I’m busy. If I had more time, I might have played with him a bit. Just for fun.
He’s had some great posts in the past, which made clever and logical points in clear and convincing ways. And this post spends so *much* time talking about being a lawyer, I had this romantic notion that he might respond to a pundit like Klein who makes an actual argument by, well, responding to the main points of the argument, instead of, you know, the pointing and laughing thing.
I’m sure it’s fun and makes everybody feel very good about themselves. But it isn’t very illuminating, let alone convincing, for anyone whose mind isn’t already made up. Personally, I’m on the fence about the “only affirmative consent” thing– I see people on both sides pointing to awfulness and I’m not sure who has the right of it. Obviously I was looking in the wrong place for help there.
If you read this post as pointing and laughing, and thus without substance, I can’t help that. I don’t rewrite posts for each and every person who lacks the capacity to understand the points made. As for using my failure to cater to you as evidence of anything, that too is your choice. It’s of no significance to me or anyone else. The post says what it says. You take away what you take away.
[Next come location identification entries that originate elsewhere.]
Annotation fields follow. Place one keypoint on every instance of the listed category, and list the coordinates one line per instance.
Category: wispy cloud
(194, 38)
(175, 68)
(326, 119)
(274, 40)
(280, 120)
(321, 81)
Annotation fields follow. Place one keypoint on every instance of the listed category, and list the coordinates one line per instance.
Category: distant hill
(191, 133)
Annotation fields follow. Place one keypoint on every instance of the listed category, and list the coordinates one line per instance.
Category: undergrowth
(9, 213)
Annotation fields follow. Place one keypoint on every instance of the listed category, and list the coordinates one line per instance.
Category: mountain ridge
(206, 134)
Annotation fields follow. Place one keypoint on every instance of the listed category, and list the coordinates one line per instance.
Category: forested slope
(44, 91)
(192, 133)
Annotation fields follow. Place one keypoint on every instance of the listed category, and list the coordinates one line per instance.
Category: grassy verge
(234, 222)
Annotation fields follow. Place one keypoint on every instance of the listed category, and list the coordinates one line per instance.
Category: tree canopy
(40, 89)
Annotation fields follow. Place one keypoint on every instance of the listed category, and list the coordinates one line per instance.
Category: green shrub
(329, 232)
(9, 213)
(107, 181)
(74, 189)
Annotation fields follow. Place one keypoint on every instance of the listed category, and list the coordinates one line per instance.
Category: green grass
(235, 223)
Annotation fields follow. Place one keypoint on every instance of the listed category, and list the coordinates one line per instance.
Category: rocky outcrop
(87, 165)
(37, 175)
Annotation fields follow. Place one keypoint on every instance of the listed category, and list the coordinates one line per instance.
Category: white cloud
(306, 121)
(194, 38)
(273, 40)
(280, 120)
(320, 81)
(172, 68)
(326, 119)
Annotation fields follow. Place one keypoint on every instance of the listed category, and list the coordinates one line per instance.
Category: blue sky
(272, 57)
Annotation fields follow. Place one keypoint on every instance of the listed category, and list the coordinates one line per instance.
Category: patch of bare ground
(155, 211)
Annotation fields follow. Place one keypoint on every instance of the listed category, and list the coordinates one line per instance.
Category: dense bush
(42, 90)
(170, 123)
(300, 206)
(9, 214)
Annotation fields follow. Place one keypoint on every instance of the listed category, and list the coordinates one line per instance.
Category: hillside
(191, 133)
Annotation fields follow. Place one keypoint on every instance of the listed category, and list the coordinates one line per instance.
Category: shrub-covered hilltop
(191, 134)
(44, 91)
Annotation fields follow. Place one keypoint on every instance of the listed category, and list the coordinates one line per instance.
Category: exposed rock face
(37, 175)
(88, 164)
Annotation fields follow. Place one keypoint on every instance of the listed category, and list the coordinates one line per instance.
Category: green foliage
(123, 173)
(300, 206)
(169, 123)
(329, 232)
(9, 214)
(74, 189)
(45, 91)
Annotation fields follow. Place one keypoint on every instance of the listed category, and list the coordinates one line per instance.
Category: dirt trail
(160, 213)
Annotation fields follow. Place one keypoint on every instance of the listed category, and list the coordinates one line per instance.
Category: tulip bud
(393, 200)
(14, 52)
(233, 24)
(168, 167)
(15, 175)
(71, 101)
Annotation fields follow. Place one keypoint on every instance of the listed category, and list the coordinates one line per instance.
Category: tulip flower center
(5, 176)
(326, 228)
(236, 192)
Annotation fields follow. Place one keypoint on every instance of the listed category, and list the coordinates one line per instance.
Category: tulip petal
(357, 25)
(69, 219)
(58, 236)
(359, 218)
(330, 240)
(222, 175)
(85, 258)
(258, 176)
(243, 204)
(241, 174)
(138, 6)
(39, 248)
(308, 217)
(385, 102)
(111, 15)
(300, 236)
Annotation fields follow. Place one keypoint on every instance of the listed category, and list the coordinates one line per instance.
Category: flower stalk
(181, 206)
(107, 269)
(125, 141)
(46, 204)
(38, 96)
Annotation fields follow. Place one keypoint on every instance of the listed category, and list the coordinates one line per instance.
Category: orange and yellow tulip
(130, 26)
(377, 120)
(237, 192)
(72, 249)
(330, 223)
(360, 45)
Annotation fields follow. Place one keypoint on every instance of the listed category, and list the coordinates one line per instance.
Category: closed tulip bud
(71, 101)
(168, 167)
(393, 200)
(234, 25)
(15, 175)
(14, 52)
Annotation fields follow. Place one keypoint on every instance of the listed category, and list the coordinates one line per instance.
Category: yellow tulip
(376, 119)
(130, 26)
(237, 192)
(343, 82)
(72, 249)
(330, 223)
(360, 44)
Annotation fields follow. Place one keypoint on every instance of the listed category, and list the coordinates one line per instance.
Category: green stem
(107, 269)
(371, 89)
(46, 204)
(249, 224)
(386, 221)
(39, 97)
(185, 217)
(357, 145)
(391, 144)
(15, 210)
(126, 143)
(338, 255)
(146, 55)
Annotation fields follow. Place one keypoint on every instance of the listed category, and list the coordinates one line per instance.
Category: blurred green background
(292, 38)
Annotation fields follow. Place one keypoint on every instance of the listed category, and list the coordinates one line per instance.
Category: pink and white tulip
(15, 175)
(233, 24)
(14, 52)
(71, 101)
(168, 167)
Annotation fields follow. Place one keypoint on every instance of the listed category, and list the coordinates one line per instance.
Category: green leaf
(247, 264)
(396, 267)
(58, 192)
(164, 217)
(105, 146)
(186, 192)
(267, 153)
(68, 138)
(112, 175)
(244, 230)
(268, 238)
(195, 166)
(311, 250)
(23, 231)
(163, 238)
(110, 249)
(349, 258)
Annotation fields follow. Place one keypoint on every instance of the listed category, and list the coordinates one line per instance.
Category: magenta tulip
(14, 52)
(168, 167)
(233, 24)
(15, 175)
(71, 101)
If this is the “wrong place for help” for you, then I will just have to live with those harsh words.
David, I’m going to assume you’re a man. Do you really believe that, in the dating arena, women bear the vast majority of the burden, let alone enough of a burden to require legal remedy? I would be shocked if that conclusion matchex your personal experiences.
“why do you think college sexual harassment proceedings should be held to different standards than college plagiarism proceedings?”
Because colleges are qualified to determine if plagiarism has taken place but are not qualified to handle a criminal proceeding. Did the college you attended have a crime lab?
“if this change seems to weight things against college guys, maybe it’s a welcome corrective for generations of culture that weighted things against college girls”
A wise man once said “darkness can not drive out darkness, only light can do that.”
Klein sneers, “This is why, for instance, students aren’t guaranteed legal representation in plagiarism hearings.” Isn’t this a valid question that he is begging? To my ignorant lay mind, the biggest difference between sexual misconduct hearings and plagiarism hearings is that the former is now mandated by the federal government, while the latter is a matter between the student and his professor or school.
If we let congress get away with mandating that schools set up kangaroo courts for students accused of rape, why shouldn’t they try to require that web hosting sites set up kangaroo courts for bloggers accused of harassing candidates? Or that homeowners associations set up neighborly tribunals for people accused of putting up unfriendly signs?
More than that, being expelled from college as a rapist follows someone forever. It’s not like plagiarism. Not at all.